It doesn't help that Humphrey uses terms like “the is-ness” and the like. The
problem, then, is that Humphrey's account may be seen like a position on
some kind of "spiritual" or
Zen-like
states. However, I believe that Humphrey hasn't all this in mind at
all. These aren't Zen-like or spiritual states of consciousness he's referring to. They're states that most of us experience at certain points each and
every day. And neither are these “raw” states the end result of
mental preparations and will power; as spiritual states often are. I
would argue that they are the givens of everyday experience or
consciousness.
In
any case, Dennett would surely reject these conscious states. He'd be
an eliminativist
and a verificationist
about them. They are, after all, private (if in a very rudimentary sense). Still, these raw states don't necessarily fall foul of the
strictures of behaviourists, Wittgenstein, Quine, functionalists and the rest. That's
because nothing much is being claimed for them. They
aren't the “source of meaning” (which Wittgenstein and Quine
rejected).

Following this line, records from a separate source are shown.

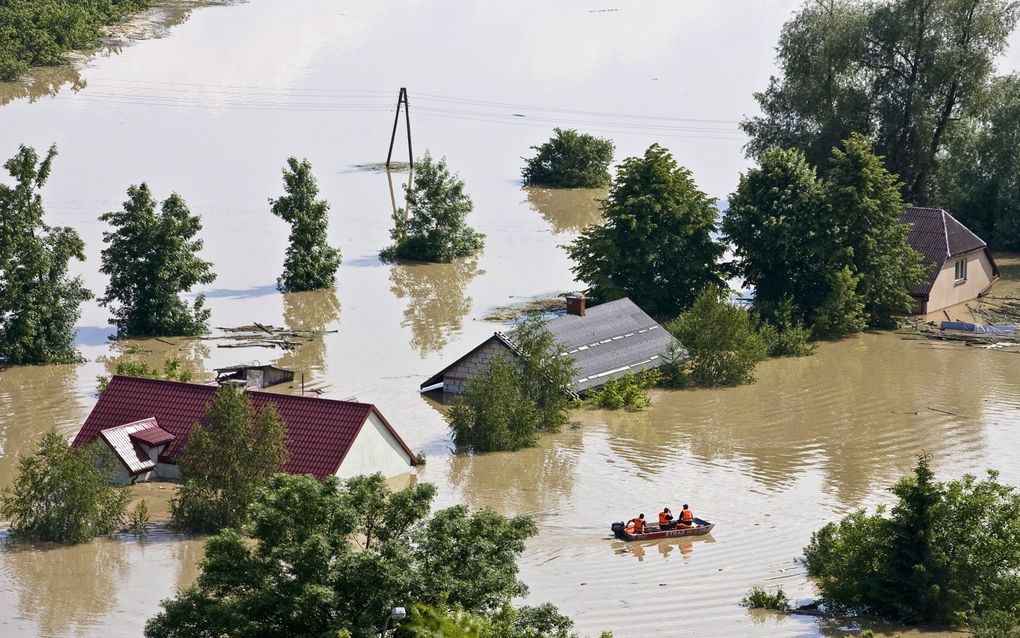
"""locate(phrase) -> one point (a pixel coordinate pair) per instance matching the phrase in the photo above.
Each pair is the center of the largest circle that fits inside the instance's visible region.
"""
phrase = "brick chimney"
(575, 305)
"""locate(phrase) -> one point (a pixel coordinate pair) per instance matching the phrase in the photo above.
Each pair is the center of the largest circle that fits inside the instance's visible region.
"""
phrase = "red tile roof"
(319, 432)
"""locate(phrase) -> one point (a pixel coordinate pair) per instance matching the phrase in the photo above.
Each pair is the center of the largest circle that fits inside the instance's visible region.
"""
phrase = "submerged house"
(146, 423)
(606, 342)
(960, 264)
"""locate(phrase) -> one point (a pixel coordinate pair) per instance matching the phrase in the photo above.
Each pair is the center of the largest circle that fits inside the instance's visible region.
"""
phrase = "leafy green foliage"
(495, 413)
(629, 392)
(63, 494)
(172, 371)
(656, 245)
(981, 181)
(569, 159)
(946, 553)
(37, 33)
(759, 598)
(310, 263)
(904, 72)
(151, 258)
(39, 301)
(722, 344)
(434, 227)
(225, 461)
(306, 571)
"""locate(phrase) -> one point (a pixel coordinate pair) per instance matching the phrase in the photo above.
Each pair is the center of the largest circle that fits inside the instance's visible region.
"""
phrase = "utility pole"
(401, 99)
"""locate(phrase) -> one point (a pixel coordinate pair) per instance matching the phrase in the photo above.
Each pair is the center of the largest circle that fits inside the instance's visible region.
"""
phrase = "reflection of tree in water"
(437, 299)
(314, 310)
(35, 399)
(567, 210)
(534, 480)
(64, 587)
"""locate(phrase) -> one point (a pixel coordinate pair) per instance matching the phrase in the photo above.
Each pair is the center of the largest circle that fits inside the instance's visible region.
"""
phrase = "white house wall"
(375, 449)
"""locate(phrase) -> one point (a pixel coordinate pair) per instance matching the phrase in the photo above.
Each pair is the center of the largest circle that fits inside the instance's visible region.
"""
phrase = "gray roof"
(938, 236)
(611, 339)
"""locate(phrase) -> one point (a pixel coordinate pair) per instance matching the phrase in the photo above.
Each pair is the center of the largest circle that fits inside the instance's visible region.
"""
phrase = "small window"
(961, 270)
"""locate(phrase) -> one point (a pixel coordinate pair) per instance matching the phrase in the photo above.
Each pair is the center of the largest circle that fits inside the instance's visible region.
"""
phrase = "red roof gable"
(319, 432)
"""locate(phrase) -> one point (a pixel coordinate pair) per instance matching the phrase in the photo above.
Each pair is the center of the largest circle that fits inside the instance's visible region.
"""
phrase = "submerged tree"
(224, 462)
(310, 263)
(64, 494)
(39, 301)
(434, 227)
(152, 258)
(656, 246)
(569, 159)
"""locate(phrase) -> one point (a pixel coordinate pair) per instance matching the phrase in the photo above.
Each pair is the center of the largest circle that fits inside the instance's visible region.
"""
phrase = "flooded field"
(214, 109)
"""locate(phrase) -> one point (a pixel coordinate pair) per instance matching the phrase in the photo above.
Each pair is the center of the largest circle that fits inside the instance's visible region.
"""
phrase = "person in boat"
(666, 520)
(686, 517)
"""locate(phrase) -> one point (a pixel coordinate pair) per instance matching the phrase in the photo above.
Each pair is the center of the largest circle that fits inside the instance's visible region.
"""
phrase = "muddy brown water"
(213, 109)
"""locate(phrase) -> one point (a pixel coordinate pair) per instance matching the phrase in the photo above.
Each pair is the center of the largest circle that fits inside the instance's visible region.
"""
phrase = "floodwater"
(214, 108)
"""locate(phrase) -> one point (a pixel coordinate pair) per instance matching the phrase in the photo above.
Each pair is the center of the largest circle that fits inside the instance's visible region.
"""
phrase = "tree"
(544, 373)
(981, 177)
(903, 72)
(779, 232)
(656, 246)
(151, 258)
(914, 565)
(310, 263)
(569, 159)
(434, 227)
(864, 199)
(304, 570)
(225, 460)
(722, 345)
(63, 494)
(39, 301)
(495, 413)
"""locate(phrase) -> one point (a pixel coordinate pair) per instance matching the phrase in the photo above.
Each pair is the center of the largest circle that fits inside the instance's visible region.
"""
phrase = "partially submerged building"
(146, 423)
(960, 264)
(606, 342)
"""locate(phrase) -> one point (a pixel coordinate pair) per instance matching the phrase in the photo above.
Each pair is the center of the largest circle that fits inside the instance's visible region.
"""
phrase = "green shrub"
(629, 392)
(569, 159)
(758, 598)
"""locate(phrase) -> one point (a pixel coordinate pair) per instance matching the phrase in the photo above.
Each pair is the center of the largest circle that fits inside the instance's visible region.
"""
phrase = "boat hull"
(654, 533)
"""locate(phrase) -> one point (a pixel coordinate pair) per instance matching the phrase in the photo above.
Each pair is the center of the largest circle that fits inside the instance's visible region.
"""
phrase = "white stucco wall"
(374, 450)
(946, 292)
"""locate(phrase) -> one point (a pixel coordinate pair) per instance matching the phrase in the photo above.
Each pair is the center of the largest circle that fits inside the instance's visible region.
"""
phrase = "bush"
(495, 413)
(946, 553)
(569, 159)
(629, 392)
(434, 227)
(722, 344)
(64, 494)
(758, 598)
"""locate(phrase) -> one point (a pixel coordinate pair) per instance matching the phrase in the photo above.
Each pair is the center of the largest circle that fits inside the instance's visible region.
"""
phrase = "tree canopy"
(656, 245)
(40, 302)
(37, 33)
(225, 460)
(310, 262)
(152, 258)
(434, 225)
(569, 159)
(321, 557)
(904, 72)
(64, 494)
(945, 553)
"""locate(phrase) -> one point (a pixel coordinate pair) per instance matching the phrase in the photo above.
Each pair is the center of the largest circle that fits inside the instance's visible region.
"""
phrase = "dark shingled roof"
(610, 340)
(938, 236)
(319, 432)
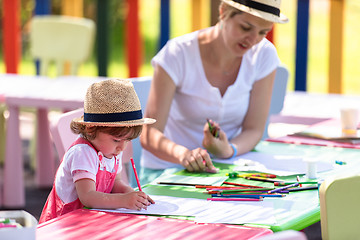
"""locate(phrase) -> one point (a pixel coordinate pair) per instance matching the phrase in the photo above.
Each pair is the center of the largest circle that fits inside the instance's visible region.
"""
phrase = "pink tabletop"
(91, 224)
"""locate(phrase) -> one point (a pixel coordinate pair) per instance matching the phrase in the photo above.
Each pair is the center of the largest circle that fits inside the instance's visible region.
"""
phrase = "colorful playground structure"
(201, 10)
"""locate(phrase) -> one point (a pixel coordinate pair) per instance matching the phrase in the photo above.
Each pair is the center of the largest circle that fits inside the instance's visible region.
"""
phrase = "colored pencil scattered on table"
(135, 172)
(240, 184)
(288, 183)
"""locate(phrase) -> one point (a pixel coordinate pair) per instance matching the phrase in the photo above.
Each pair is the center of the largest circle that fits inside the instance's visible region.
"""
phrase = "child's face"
(109, 145)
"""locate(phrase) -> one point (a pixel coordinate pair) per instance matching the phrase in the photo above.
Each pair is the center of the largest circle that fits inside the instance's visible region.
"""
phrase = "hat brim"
(138, 122)
(264, 15)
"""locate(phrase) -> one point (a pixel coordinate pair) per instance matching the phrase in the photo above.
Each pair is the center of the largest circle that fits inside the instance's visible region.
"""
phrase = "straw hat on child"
(112, 103)
(265, 9)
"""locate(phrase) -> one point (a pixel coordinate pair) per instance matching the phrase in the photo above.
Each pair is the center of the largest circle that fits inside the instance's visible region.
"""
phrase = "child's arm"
(91, 198)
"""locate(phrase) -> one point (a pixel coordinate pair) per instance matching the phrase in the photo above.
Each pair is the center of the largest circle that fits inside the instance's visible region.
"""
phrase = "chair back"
(278, 96)
(340, 208)
(63, 137)
(61, 39)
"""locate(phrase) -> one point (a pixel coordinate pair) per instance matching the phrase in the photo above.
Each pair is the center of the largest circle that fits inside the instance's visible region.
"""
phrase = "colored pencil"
(214, 130)
(298, 180)
(243, 185)
(248, 195)
(135, 172)
(282, 188)
(244, 190)
(261, 179)
(178, 184)
(235, 199)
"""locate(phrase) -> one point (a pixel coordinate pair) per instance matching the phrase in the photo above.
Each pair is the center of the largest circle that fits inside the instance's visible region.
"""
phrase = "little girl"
(89, 174)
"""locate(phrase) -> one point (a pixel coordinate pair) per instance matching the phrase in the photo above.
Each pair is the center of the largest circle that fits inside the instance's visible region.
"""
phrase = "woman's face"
(242, 31)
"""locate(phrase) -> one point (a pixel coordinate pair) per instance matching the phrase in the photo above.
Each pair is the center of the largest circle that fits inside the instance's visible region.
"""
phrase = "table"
(91, 224)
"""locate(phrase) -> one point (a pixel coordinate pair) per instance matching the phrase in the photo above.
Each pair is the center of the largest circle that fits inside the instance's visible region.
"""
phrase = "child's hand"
(138, 200)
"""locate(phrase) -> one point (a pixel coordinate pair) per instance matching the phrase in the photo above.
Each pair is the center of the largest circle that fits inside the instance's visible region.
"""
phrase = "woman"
(224, 73)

They don't constitute a "private language" of any kind. And
neither do they constitute first-person “infallible knowledge”.
They're simply basic experiences. Therefore, almost by definition,
they're outside of science and Dennett's own philosophical heterophenomenology and verificationism.
Basically,
one can admit that they serve no purpose... as such. Nonetheless, they
do serve a purpose for Humphrey himself in that they show
him
“that
is what's it's like to be me, or what it's like to be a dog, or what
it's like to be a baby”.
So
we don't need to build a philosophical edifice on top of Humphrey's
“raw being” or “is-ness”; as Descartes, the phenomenologists
and others did. We simply need to accept that these states are part
of consciousness. And they're essentially above and beyond all that's
functional, cognitive, judgmental, propositional and the like.
Earlier
the lack of purpose for these basic conscious states was mentioned.

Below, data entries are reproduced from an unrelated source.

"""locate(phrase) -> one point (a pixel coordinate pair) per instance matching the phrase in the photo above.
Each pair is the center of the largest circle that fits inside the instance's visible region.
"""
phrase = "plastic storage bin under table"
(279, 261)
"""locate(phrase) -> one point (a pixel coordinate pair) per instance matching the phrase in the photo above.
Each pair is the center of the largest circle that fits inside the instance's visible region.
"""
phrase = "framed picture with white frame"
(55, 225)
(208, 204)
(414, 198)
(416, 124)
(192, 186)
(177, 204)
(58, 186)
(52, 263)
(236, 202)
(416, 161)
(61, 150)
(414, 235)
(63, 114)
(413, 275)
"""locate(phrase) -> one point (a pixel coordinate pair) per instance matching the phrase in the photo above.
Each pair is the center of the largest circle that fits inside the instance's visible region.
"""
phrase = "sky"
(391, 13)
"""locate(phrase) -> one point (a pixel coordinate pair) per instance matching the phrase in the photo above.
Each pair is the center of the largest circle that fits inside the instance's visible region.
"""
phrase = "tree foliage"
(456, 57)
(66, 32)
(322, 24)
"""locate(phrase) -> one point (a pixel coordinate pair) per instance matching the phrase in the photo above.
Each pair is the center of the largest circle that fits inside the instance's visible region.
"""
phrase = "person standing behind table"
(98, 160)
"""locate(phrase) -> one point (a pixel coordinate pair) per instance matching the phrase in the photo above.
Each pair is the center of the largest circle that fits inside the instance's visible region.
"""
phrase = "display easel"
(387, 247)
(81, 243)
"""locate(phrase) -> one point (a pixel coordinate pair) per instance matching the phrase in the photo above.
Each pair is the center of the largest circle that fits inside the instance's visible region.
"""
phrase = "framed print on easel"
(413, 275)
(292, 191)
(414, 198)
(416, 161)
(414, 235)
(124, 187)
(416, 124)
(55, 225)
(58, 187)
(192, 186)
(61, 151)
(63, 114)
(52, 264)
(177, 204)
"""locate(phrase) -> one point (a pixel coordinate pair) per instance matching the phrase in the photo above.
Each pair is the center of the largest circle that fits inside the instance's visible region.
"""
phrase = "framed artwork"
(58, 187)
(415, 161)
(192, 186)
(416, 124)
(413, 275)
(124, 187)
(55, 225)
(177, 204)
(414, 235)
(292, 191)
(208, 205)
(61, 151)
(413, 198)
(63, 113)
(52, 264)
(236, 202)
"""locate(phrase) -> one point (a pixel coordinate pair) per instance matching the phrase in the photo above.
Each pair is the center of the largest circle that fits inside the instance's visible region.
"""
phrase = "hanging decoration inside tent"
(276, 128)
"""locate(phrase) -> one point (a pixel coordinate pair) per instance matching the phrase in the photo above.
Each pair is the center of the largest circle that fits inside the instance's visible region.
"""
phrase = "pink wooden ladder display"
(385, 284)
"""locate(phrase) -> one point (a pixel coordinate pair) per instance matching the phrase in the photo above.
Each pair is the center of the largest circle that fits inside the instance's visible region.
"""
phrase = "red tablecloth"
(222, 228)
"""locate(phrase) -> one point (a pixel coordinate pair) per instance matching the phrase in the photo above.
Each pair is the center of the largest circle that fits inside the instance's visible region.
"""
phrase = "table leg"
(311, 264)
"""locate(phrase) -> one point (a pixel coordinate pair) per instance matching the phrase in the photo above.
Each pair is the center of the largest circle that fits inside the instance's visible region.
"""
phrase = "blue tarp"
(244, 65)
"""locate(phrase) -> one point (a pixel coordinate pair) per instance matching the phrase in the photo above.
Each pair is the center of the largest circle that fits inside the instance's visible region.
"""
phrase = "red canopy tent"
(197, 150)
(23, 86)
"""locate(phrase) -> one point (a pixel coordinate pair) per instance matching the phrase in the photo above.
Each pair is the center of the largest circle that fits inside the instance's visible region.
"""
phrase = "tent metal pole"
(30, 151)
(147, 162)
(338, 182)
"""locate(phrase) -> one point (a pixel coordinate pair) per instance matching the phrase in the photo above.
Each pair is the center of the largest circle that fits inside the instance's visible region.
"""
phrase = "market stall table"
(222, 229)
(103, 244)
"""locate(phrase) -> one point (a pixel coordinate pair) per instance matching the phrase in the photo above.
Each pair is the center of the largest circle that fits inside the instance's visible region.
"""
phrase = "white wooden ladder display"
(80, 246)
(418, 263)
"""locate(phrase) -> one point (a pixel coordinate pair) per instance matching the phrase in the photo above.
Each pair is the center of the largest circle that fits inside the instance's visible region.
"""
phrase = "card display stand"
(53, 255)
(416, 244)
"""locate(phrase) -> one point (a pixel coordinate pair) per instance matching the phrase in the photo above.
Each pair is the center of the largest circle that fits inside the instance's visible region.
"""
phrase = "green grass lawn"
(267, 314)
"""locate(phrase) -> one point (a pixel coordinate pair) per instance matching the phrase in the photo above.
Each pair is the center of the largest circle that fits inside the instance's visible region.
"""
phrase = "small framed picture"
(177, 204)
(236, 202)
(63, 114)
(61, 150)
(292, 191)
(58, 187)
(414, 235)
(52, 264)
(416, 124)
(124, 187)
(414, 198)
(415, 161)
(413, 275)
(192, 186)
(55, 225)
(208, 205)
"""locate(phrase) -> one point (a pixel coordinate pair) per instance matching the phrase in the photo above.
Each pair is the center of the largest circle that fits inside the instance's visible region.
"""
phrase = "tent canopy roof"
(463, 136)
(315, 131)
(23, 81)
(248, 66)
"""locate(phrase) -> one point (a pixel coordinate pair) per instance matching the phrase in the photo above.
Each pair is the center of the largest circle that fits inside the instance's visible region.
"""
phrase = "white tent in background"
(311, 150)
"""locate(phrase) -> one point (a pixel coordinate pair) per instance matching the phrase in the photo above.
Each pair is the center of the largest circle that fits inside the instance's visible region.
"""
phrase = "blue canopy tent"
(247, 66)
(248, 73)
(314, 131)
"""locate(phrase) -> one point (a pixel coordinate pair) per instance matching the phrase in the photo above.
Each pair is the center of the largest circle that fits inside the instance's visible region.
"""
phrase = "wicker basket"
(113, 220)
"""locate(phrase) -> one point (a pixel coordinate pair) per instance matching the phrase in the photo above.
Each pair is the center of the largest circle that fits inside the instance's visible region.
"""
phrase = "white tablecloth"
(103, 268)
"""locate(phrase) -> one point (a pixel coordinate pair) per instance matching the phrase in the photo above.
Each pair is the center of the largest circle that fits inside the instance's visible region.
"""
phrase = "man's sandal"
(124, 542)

And that's why Dennett said
that following
to Humphrey:
“Look,
I hear what you're saying, but I simply don't have any reference
point for it. Your raw sensations, if they exist, leave nothing
behind. They might as well never have occurred.”
So
as was said earlier:
i)
If the conscious states Humphrey refers to have no “reference
point”, then they serve no purpose.
ii)
If they “leave nothing behind”, then they serve no purpose.
iii)
And if they “might as well never have occurred”, then they serve no purpose.
In
other words, to Dennett, all this basically means (surely) that even
if these consciousness states serve no purpose, then they
don't/mustn't exist. That really does seem to be Dennett's position.

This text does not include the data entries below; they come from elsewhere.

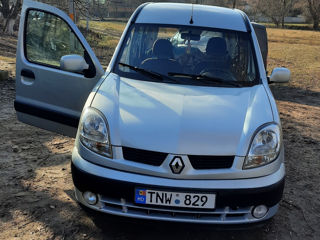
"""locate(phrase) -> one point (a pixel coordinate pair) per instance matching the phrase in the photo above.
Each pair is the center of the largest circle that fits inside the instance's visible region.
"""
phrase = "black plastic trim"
(27, 73)
(137, 12)
(269, 196)
(48, 114)
(246, 21)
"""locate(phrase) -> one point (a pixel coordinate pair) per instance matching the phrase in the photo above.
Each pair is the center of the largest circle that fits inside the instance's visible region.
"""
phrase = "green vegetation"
(298, 50)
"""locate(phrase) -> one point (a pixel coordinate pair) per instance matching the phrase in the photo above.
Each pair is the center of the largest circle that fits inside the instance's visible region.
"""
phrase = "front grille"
(143, 156)
(211, 162)
(218, 215)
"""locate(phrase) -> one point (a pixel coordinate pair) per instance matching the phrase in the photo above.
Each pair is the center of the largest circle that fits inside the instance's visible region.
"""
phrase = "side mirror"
(280, 75)
(73, 63)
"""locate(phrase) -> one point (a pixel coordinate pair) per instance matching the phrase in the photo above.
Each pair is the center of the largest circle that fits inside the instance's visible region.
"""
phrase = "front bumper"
(234, 202)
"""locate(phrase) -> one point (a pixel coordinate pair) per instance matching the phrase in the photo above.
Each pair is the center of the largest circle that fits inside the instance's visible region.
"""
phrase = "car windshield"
(187, 55)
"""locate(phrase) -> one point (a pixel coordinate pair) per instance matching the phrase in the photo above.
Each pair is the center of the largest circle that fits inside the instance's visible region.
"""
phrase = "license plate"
(175, 199)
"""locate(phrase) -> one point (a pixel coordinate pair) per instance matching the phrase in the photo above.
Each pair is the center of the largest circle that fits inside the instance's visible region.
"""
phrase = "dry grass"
(300, 52)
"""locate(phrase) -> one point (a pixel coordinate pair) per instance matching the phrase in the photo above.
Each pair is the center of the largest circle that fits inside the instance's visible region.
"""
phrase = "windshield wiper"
(206, 79)
(152, 74)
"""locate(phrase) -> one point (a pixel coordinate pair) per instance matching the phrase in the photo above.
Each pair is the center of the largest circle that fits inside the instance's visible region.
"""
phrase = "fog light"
(90, 198)
(260, 211)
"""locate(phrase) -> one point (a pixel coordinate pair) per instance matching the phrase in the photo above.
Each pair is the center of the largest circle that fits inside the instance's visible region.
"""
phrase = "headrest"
(162, 48)
(216, 46)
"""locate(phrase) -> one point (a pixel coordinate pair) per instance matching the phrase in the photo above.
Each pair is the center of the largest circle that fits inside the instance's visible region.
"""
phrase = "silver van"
(182, 126)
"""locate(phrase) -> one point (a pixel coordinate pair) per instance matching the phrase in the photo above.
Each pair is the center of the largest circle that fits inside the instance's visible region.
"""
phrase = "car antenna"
(191, 19)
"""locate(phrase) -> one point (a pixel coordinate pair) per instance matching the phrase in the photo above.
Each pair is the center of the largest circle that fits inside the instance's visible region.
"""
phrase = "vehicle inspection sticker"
(175, 199)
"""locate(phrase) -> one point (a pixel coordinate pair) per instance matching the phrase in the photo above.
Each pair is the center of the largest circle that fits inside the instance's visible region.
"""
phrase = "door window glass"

And it is pure verificationism and indeed eliminativism at one and
the same time.
This
conclusion, therefore, is completely at one with Humphrey when he
responds to Dennett by
saying that
“[f]or
Dan, the basic constituents of consciousness are ideas, judgements,
propositions, and so on”.
Or
in
more detail:
“For
Dan, if there's nothing left after the sensation has passed –
nothing in the way of a text, which says something like, 'Memo to
self: have just had a sensation' – then it didn't happen.”
Dennett's
position is extreme. (At least it is to me.) What's more, I can't
help believing that it's obviously false.